The story about the adventures of Jonah is about saying “yes” to God’s call. The question we need to ask ourselves is, where is the Nineveh God has called us to enter – the situation God calls us to which we would rather stay away from? Have we not run away from our own great cities and where do we think we can hide from the persistent call of the Lord God Almighty?
The story is about spiritual humility. It’s a lesson that we hoped Jonah and the people of Israel learned, Jesus called it blessed (Matthew 5:3), and we would please God with more spiritual humility today. When we wish for God to do one thing while knowing in our hearts that it’s God’s will to do another, can we grow past our anger and rebellion … can we, like Jonah, submit to God and say, “Thy will, not my will, be done”? Finally, the story says something important about the nature of God.

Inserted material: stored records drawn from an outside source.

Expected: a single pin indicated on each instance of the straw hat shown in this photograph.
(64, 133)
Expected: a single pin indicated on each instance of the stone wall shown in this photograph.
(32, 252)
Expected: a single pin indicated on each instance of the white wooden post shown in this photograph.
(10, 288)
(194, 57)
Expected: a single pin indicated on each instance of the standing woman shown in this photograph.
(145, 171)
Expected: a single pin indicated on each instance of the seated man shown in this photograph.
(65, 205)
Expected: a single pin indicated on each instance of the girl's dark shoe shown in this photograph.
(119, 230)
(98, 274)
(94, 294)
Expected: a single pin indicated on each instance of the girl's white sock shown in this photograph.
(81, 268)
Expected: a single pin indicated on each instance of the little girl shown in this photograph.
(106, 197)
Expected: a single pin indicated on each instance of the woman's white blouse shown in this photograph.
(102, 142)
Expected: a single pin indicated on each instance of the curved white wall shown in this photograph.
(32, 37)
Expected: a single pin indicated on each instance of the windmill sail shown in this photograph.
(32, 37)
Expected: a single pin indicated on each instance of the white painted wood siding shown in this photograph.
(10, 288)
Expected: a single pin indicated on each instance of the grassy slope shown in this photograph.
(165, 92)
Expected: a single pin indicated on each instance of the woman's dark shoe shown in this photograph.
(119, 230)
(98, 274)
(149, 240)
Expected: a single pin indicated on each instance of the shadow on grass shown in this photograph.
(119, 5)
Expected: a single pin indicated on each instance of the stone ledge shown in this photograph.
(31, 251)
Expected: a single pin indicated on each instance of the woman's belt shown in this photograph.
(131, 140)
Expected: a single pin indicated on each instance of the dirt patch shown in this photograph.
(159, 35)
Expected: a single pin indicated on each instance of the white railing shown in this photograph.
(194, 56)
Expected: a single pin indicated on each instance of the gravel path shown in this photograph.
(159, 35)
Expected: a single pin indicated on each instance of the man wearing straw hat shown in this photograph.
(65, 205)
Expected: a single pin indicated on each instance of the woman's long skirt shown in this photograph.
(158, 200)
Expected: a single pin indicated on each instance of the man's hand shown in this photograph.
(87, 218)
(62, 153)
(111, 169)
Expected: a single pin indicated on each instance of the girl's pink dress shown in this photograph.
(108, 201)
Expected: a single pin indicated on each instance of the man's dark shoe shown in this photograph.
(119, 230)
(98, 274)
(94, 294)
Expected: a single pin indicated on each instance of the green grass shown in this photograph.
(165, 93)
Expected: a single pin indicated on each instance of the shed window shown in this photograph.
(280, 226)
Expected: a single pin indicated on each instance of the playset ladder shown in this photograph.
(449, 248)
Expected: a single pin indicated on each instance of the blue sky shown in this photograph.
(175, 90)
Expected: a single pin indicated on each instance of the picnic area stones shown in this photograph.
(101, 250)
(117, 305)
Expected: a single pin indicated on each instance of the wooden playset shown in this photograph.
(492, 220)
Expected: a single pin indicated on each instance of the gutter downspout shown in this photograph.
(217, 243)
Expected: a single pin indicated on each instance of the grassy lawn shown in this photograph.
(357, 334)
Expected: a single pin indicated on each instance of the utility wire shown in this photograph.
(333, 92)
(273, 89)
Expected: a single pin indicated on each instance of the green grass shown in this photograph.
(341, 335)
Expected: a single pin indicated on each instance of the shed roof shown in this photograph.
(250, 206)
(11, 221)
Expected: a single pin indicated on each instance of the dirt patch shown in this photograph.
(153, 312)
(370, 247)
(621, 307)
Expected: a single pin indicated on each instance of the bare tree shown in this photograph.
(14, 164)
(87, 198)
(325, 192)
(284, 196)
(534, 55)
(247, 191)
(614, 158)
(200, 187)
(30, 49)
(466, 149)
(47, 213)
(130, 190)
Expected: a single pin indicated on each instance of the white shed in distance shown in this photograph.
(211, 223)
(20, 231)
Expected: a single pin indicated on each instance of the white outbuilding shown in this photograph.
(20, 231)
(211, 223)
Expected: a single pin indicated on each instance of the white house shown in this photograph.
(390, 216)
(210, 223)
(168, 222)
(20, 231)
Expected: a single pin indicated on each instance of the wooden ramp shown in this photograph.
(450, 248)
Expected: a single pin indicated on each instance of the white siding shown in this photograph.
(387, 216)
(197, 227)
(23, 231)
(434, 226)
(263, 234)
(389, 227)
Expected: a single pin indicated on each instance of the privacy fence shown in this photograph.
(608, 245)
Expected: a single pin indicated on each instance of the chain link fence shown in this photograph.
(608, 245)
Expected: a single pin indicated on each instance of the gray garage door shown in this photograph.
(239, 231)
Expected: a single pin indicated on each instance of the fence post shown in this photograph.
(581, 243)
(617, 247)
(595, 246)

After making us see how we fail to answer God’s call and in fact run away, the story says that God is a merciful God. He gave Jonah a second chance and all He wanted to do was spare the great city of Nineveh from the consequences of its evil ways. As it was in the beginning, so is it now with God’s own children today. God will let us flee and fail. God will let us be like Jonah – once, twice, even seven times seventy times – and then God will call us back again. God knows how hard it is for us to put ourselves aside and do His will. Jonah did it, and so can we.
Jonah grew to do it and so can we. By God’s patient love, we can enter our Ninevehs today, not with fear and loathing, but with faith and steadfast courage. By God’s patient love, we can go to our Ninevehs and emerge as more than conquerors through Him who loved us, even in the Lord, Jesus Christ.